From science to graphic design

15 JUNE 2015

A former CSIRO researcher has swapped science for graphic design studies at CSU in Port Macquarie.

Tania RitchieA former CSIRO researcher has swapped science for graphic design studies at Charles Sturt University (CSU) in Port Macquarie.

Ms Tania Ritchie worked in the CSIRO Solar Thermal Energy group with its two high-temperature solar towers at Newcastle, but moved to Port Macquarie when her husband relocated for work.

"I decided to take advantage of the disruption and do something new," Ms Ritchie said. "I enrolled in the Bachelor of Creative Arts and Design (Graphic Design) in the CSU School of Communication and Creative Industries to take the opportunity to get a proper grounding in design.

"I had no idea it was the first time graphic design had been offered on-campus here. All I saw was that the campus was really conveniently located, and the University's website made it easy to enquire about enrolling.

"My plan was to try it for six months to see if it was for me, but I have liked it so much that I'm going to continue by online study when I move back to Newcastle in August. It's impressive that the University has found such amazing lecturers for the course.

"Doing the course has meant I've met new people, learned more about Port Macquarie, and become more involved with the community too."

Ms Ritchie, who has a Bachelor of Science (physics major) and Bachelor of Chemical Engineering, says she is still extremely passionate about science, but after seven years at the CSIRO she realised it was time for a change.

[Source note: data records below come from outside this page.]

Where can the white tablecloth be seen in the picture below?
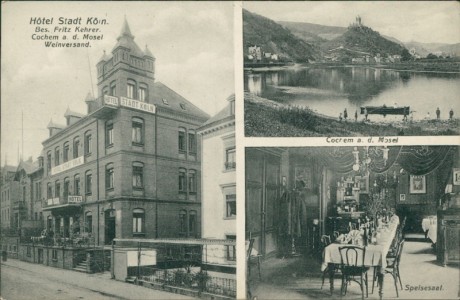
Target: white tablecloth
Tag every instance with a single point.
(428, 222)
(375, 254)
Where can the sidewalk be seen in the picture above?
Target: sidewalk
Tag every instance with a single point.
(52, 278)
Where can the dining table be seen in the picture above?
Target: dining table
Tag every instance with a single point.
(375, 254)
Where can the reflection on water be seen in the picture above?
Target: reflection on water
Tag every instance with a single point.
(331, 90)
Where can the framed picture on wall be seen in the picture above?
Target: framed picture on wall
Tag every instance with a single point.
(417, 184)
(456, 176)
(303, 178)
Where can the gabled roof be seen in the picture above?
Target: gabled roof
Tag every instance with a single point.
(8, 168)
(51, 124)
(126, 40)
(90, 97)
(104, 57)
(28, 166)
(147, 52)
(174, 100)
(69, 112)
(224, 114)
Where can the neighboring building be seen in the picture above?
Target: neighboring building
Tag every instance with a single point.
(219, 183)
(27, 210)
(256, 52)
(9, 193)
(131, 167)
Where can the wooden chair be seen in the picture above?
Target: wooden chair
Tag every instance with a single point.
(393, 269)
(325, 241)
(352, 258)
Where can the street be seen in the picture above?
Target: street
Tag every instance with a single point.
(21, 280)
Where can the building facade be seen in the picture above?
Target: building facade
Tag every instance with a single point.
(27, 209)
(131, 167)
(9, 192)
(219, 183)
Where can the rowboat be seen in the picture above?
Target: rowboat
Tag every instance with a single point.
(385, 110)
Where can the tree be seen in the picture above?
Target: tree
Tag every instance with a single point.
(405, 55)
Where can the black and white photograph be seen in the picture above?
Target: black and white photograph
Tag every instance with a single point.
(333, 239)
(123, 123)
(118, 150)
(351, 68)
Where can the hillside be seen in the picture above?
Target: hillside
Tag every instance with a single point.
(362, 38)
(423, 49)
(274, 38)
(313, 32)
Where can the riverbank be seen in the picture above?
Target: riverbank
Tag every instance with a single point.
(264, 117)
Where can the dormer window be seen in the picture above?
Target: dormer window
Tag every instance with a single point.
(142, 92)
(130, 91)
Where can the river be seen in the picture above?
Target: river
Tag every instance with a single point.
(331, 90)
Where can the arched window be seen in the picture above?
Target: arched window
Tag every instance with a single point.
(183, 222)
(88, 183)
(48, 161)
(113, 88)
(109, 176)
(89, 222)
(130, 88)
(66, 187)
(138, 175)
(66, 150)
(56, 156)
(77, 185)
(192, 223)
(192, 181)
(138, 221)
(57, 189)
(88, 143)
(49, 191)
(137, 134)
(142, 92)
(182, 180)
(76, 146)
(191, 141)
(182, 140)
(108, 133)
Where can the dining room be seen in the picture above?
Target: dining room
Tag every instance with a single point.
(353, 222)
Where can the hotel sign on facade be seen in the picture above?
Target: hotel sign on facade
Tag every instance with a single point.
(130, 103)
(67, 165)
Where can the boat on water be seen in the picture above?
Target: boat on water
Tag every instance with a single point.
(385, 110)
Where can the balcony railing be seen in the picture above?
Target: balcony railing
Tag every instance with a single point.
(230, 165)
(64, 200)
(199, 265)
(115, 102)
(18, 205)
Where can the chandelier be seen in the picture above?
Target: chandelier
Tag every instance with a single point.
(362, 164)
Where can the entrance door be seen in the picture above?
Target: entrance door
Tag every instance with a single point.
(40, 255)
(109, 226)
(262, 196)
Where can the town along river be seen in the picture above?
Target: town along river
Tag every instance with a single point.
(330, 90)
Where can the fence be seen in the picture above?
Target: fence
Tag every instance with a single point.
(200, 266)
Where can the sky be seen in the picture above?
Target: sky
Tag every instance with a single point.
(421, 21)
(192, 44)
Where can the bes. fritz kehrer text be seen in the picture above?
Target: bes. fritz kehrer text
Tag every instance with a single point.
(68, 21)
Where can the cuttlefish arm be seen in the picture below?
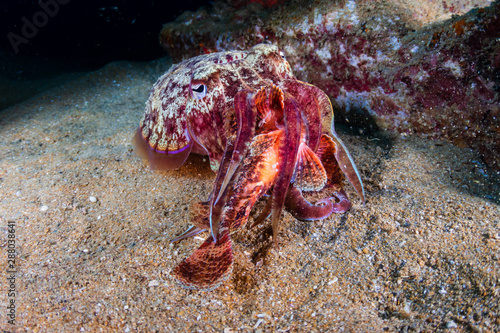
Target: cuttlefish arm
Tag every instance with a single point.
(317, 113)
(346, 163)
(212, 262)
(246, 115)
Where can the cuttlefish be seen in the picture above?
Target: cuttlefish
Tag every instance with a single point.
(267, 135)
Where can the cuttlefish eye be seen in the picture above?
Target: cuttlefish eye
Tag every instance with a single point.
(199, 91)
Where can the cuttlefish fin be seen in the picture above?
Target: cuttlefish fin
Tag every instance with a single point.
(326, 153)
(208, 266)
(199, 213)
(309, 174)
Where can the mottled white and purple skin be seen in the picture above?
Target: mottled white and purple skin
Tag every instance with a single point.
(264, 132)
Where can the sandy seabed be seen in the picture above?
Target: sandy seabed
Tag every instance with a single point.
(93, 223)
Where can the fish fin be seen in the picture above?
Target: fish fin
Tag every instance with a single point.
(346, 164)
(160, 160)
(208, 266)
(263, 142)
(326, 153)
(309, 173)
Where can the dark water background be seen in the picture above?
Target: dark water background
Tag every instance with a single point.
(45, 43)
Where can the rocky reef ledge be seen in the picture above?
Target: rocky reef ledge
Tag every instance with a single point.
(407, 67)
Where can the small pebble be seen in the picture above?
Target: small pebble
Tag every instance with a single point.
(332, 281)
(154, 283)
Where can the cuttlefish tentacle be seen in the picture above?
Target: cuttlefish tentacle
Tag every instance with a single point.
(246, 114)
(303, 210)
(208, 266)
(309, 98)
(318, 115)
(286, 156)
(347, 165)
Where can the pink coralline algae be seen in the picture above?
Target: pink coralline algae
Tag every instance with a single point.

"I spent two years doing freelance and casual work, both as a scientific researcher and a science writer," she said. "During this time I also began doing some graphic design work for some friends involved with a community drama school, firstly doing a poster for a performance of 1984, and then eventually doing all the branding and imagery for other performances. This led to other paid work like wedding invitations and business websites, so I created Beaker Design.

"I'm still working out how to reconcile graphic design with my science career, but I'm finding that a scientific background can be very helpful for some of the technical aspects of design, such as perspective systems, colour theory, and vector graphics. "Others have successfully combined science and design, so I'm looking forward to finding my own way to carve out a niche."

Prospective students can find out more about the graphic design course and other courses available at CSU in Port Macquarie at an information day - iDay - at the University, 27 Grant Street, Port Macquarie, on Thursday 25 June.

Media contact:

Bruce Andrews, (02) 6338 6084

Media Note:

Contact CSU Media to arrange interviews with Ms Tania Ritchie (pictured).

At the CSIRO Solar Thermal Energy group in Newcastle, Ms Ritchie worked with the two high-temperature solar towers which use large computer-controlled mirrors to focus sunlight onto the top of a tower where the heat, up to 1 000 degrees Celsius, is used to generate electricity or for other useful purposes. Ms Ritchie's work involved optical analysis of the focusing systems and research into high-temperature thermal storage (that is, how the towers can be run day and night). She also set up the first CSIRO blog, and used it as a space where scientists could write about their solar research on a weekly basis directly for the public.